Die Teams arbeiten generell eng mit Gaming-Unternehmen zusammen, um die Streckenumgebung so realistisch wie möglich wiederzugeben, da visuelle Hinweise für die Fahrer wichtig sind, um Brems- und Einlenkpunkte zu erkennen. Der Simulator selbst wird so realistisch wie möglich gebaut – mit dem gleichen Chassis, Cockpit, Lenkrad und Pedalsatz wie im richtigen Auto. Die Fahrer sitzen oft in voller Rennmontur im Simulator, um ein komplett immersives Erlebnis zu haben. Viel Zeit wird dafür aufgewendet, das virtuelle Fahrzeugmodell mit dem realen Auto abzugleichen, damit es sich im Simulator genauso verhält wie auf der echten Rennstrecke. Auf diese Weise lassen sich im Simulator die gleichen Setupeinstellungen und Veränderungen durchspielen wie auf der richtigen Strecke.

Eine neue Rennstrecke bedeutet: Das Team ist mehr davon abhängig, Informationen im Simulator zu sammeln. Aus diesem Grund fällt das Programm bei neuen Strecken umfangreicher aus. Das meiste wird natürlich vor dem Rennwochenende erledigt, dennoch endet die Arbeit nicht, wenn das Team an der Strecke angekommen ist. Die Simulator-Abteilung absolviert bei jedem Grand Prix auch ein Freitagsprogramm und unterstützt die Fahrer sowie Ingenieure an der Strecke dabei, die Lehren des Trainingstages optimal umzusetzen. Nach dem Wochenende wird der Simulator erneut angeworfen, um ein Post-Event-Programm abzuspulen.

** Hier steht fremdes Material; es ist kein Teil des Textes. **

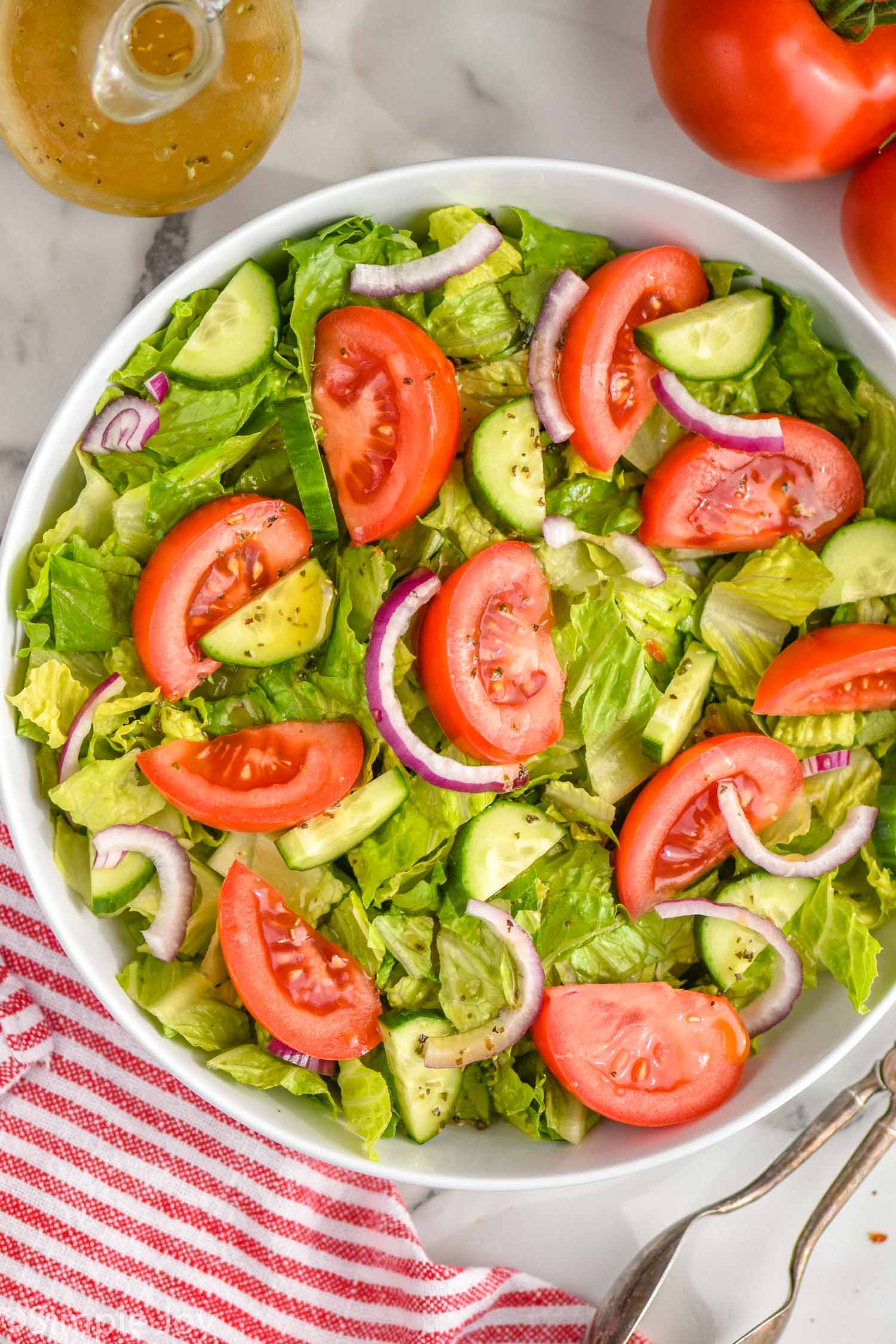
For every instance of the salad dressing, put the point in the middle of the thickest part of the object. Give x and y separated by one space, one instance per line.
174 160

Aber auch die Strategieabteilung arbeitet stark mit Simulationen: Die entsprechenden Computermodelle beinhalten alle Fahrer und Teams, aber auch Annahmen für Boxenstopp-Szenarien und Streckenvariablen, wie etwa den Zeitverlust bei einem Stopp, den Reifenabbau und die Konkurrenzfähigkeit der Autos. Dabei werden realistische Schwankungen eingebaut, um so eine Vielzahl an Situationen darzustellen und so die besten Strategieoptionen für Qualifying und Rennen herauszufiltern. Wer das am perfektesten umsetzt, der hat dann auch in der Praxis die besten Siegchancen.